Canine distemper is a very contagious – and potentially deadly – viral disease that attacks the respiratory, gastrointestinal, and nervous systems. The scariest part about canine distemper: There’s no cure.
How Canine Distemper Spreads
Puppies and dogs can get canine distemper a few ways:
- Direct contact with an infected animal. Distemper-infected dogs can shed the virus for several months, putting other dogs around them at risk. It’s important to note that canines aren’t the only animals that can contract distemper. Wildlife – such as wolves, coyotes, foxes, raccoons, skunks, and mink – can also contract distemper.
- Airborne. If an infected dog or animal coughs, sneezes, or barks, aerosol droplets are spread into the air. This puts nearby dogs at risk.
- Infected objects. The virus can spread through infected surfaces and objects. (For example, sharing food and water bowls with an infected animal.)
- Placenta. Pregnant mother dogs can also pass the virus to her puppies through the placenta.
Dogs at the Highest Risk
Veterinarians consider the distemper vaccine to be a core vaccination for a reason – all dogs are at risk. With that said, puppies younger than four months old and unvaccinated dogs are at the highest risk.
Symptoms of Canine Distemper
Distemper-infected dogs experience a wide range of symptoms.
Typically, the first symptom is watery to pus-like discharge coming from the eyes. Within three to six days of contracting the virus, most dogs also develop a fever.

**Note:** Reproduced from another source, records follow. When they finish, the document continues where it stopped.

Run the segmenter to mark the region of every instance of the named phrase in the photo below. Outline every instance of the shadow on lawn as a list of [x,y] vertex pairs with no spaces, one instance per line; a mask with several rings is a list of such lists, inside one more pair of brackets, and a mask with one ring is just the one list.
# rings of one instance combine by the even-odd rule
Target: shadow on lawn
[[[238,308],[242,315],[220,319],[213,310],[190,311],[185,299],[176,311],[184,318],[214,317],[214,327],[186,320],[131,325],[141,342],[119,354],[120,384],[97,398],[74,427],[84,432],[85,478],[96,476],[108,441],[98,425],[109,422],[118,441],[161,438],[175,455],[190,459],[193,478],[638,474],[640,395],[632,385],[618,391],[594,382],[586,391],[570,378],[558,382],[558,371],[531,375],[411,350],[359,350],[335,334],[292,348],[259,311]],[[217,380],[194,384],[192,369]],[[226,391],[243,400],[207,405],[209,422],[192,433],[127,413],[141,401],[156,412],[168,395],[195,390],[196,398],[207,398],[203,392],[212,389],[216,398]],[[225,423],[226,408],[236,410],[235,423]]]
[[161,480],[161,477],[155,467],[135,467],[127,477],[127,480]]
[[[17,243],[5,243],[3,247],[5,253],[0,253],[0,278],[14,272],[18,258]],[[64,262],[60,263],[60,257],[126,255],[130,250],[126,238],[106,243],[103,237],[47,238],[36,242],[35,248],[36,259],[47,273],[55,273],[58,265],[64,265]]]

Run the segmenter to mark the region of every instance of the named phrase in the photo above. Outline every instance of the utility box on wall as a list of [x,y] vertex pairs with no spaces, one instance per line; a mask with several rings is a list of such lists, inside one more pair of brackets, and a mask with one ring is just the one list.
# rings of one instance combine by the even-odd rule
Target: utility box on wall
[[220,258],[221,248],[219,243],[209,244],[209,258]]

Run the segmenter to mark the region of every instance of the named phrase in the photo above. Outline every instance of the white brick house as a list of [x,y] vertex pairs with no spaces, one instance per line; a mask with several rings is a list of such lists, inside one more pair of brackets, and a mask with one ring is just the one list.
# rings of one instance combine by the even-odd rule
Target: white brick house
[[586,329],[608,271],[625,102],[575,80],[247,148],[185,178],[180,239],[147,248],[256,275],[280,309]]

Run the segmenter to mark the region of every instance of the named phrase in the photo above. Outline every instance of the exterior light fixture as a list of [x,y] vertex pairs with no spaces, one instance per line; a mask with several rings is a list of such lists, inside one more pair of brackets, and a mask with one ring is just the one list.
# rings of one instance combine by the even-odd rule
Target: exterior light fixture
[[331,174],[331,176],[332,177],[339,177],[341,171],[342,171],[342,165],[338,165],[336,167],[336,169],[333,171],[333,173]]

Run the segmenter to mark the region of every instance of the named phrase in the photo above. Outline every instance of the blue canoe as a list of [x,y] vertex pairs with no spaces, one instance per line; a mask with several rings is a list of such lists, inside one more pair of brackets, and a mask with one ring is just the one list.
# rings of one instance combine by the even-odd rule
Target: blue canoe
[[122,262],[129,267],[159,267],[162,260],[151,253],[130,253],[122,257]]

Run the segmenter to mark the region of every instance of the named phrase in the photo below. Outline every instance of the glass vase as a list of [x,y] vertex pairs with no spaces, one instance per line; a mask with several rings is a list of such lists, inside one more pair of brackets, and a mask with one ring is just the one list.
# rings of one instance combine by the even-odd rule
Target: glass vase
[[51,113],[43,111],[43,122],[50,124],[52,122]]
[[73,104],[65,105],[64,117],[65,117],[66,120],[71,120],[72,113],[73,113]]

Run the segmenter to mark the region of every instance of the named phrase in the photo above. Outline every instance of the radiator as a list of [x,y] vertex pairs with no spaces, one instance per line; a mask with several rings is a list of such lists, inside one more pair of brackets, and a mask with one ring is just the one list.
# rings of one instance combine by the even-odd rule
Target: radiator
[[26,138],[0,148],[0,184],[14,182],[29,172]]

Some other symptoms:
- Nasal discharge
- Loss of appetite
As the virus attacks the nervous system, infected dogs can also develop neurological symptoms, such as:
- Circling behavior
- Head tilt
- Muscle twitches
- Repetitive eye movements
- Convulsions with increased salivation and chewing motions
- Partial or complete paralysis
Canine distemper can also cause “hard pad disease,” which means their paw pads can thicken and harden.
Distemper is often fatal. Dogs that survive usually suffer permanent damage to their nervous system.
If you suspect your puppy or dog has canine distemper, contact your vet immediately.
As I mentioned earlier, there is no cure for canine distemper. Rather, treatment involves trying to prevent secondary infections and control the many horrific symptoms.
- When your furkid is a young puppy, make sure to get the full series of distemper vaccinations.
- Before your puppy finishes his full round of puppy shots, avoid visiting dog parks, doggy daycares, pet stores, or other high-traffic areas. It’s also best to hold off on obedience class until your puppy is fully vaccinated and protected.
- Keep distemper vaccinations up-to-date throughout your dog’s life. When it’s time for your dog’s booster shots, if you’re worried about over-vaccinating, talk to your dog about titers (AKA a blood test that checks the antibodies for a particular disease).
- Keep your puppy or adult dog away from infected animals and wildlife.